Are you like me, and the entire week leading up to a race, you are constantly checking the weather apps on your smartphone attempting to gauge what the weather conditions will be for race day? If you are guilty of this behavior like I am, then you know how discouraging it came be to see the forecast for race day look dismal, with no hope of it getting better.
That was the situation I faced coming into the Shotgun Trail Blast race on Saturday, April 5, in Marcola. The weather was just going to be plain crappy, according to the meteorologists. Knowing I had about a 45 minute drive to get to the race didn’t help either, especially having to figure out directions to place in the woods I have never been. To cheer myself up a little about the impending ‘doom’ I had distilled over the race on Saturday, I bought myself a new piece of running gear; the Patagonia Houdini trail running jacket which is simply awesome. New running gear can sure change a bad-running-mood into a happy one.
Saturday morning arrived, and the weather was cloudy but not raining. This was a good way to start the
journey from Eugene to Marcola. The drive was uneventful, and I found Shotgun Creek recreation area with zero difficulty. Parking was uneventful; super easy and tons of parking spaces. Packet pick-up was uneventful; no lines with super friendly volunteers. Even waiting for the start of the race to begin was uneventful; no long lines at the restrooms, a fireplace in the covered area for runners to get ready for their race, and being able to watch the 50k ultra runners complete their first loop of the course and pass through the transition area. I even got to see super-awesome ultra-runner Dan Olmstead cruise effortlessly through the transition area. All of this was simply awesome – uneventful race preparations for the participant is the best, stressing about race stuff is not. Level 32 Racing nailed it here.
At 10 a.m., the 25k participants began their journey on the trails. A couple minutes later, us 10k racers sprung from the start gates on our 6.2 mile journey. For the first mile (about), we ran up gravel and paved service roads, then looped back down to pass the start line. From that point forward, the remaining portion of the course was strictly on single-track trails. I knew coming into the race, from reviewing the course map for the 10k, that there would be elevation gain. Boy, was there! What seemed like close to four miles was nearly all up hill. And through this portion, on super tight single track, the 50k participants were passing us as they completed their second loop. Wish I could run as effortlessly uphill as Dan Olmstead was when he passed me. Upon reaching the top, and preparing for the descent, the sun was trying to break through the fog and clouds – it was a majestic moment.

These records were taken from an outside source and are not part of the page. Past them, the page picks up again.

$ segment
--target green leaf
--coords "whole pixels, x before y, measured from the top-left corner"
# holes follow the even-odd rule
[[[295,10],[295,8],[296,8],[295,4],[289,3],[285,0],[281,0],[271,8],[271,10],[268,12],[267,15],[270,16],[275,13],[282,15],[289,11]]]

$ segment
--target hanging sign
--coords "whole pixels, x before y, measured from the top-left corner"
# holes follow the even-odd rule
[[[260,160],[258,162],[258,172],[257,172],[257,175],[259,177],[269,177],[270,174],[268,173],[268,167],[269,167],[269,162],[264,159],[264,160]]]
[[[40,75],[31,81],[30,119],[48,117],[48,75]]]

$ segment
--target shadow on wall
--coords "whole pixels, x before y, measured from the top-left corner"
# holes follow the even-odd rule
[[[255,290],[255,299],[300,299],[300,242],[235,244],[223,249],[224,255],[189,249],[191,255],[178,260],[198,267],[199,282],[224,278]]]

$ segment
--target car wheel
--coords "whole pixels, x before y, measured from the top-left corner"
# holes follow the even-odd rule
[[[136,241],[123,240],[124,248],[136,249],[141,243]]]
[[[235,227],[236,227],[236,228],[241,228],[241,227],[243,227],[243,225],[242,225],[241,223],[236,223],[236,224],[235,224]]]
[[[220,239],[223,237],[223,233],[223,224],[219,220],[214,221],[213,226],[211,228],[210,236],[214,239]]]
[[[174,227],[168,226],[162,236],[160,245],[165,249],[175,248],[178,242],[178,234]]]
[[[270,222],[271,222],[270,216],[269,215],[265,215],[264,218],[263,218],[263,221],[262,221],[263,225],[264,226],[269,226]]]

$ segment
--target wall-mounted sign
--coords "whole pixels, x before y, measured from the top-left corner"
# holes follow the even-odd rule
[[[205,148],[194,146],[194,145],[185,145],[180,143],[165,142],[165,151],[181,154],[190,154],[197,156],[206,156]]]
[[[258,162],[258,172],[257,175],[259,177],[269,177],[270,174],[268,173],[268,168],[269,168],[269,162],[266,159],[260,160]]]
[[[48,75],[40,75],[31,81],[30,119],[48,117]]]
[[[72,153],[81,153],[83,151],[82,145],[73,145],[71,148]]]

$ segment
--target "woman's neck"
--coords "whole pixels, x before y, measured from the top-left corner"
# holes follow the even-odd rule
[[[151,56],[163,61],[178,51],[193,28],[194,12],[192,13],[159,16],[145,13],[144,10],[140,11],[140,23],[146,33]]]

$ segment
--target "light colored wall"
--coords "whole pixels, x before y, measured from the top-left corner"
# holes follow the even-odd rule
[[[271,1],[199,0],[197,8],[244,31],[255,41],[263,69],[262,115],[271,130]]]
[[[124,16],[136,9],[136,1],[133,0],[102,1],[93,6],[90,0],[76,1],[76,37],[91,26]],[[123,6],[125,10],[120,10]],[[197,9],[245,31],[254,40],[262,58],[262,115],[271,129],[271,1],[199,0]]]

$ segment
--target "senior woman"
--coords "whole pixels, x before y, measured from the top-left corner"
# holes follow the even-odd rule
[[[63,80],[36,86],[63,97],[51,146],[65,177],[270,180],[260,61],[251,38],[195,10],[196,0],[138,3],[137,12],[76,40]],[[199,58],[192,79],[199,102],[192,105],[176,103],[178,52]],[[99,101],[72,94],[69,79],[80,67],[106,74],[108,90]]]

Then, the descent began! If you haven’t read my posts in the past, know that I am a descent-junkie. My pace descending is typically in the 6:30-7:00 minute per mile pace, sometimes faster (yahoo!). I kick up the dirt behind me and say a prayer I don’t fall over the edge. Well, this time I almost did. The trail conditions were deteriorating due to the rain the week leading up to the race. This caused a perfect ‘storm’ of super-thick, gooey ‘quick-sand’ style mud. Cruising down the hill, I found my back foot sticking into the mud pretty bad. At one point, my shoe was slower than I expected releasing from the tight grip of the mud, and my forefoot planted horribly, grazing a tree stump that was covered in moss and super slippery. Having freed by back foot, it planted conveniently on some larger rocks and made my ankle twist to the side. Through all of this, I knew there was a very steep “cliff” beside me, and that was the only place I would end up if I didn’t hold it together. Thankfully, I grew up ice-skating, and participating in all sorts of sports that require really good balance. Thanks Mom, for taking me to all those skating lessons! I made it through the hurdles the trail presented at that moment, without falling, legs always on the ground, and continued my accelerated pace down the remainder of the hill. The last mile, which followed Shotgun Creek to the finish line, was mostly flat with some nice rollers.
After crossing the finish line, in traditional Level 32 Racing style, there were tons of post-race refreshments available to everyone. Plank Town Brewing Company had an IPA and porter available to try, Chapala Mexican Restaurant catered great Mexican food, and there was traditional post-race food like fruit, bagels, cream cheese, and other runner friendly refreshments. Also, as was the case prior to the start of the race, the awesome fireplace was packed with wood and keeping everyone toasty warm. As participants crossed the finish line, they were informed if they won any of the prize drawing items. Low and behold I did! I got a super cool Shotgun Trail Blast sweatshirt – thank you! Also, finishers could get a print out of their preliminary results, and awards for overall and age-group winners were handed out immediately. I really appreciate this, too. Unfortunately, I didn’t make it in the top three for my age division, which I had really hoped I would, but there were some speed demons on the course in the 30-34 age division! Great job ladies!
The Shotgun Trail Blast was the second of six events in the Run Big Trail Series, a trail running series by Level 32 Racing. The next event, Ridgeline Ramble, will occur on Saturday, May 24, 2014 in Eugene, Oregon. This race will feature 20k, 20k relay, and 10k distances.
Thanks Level 32 Racing for another excellent trail run!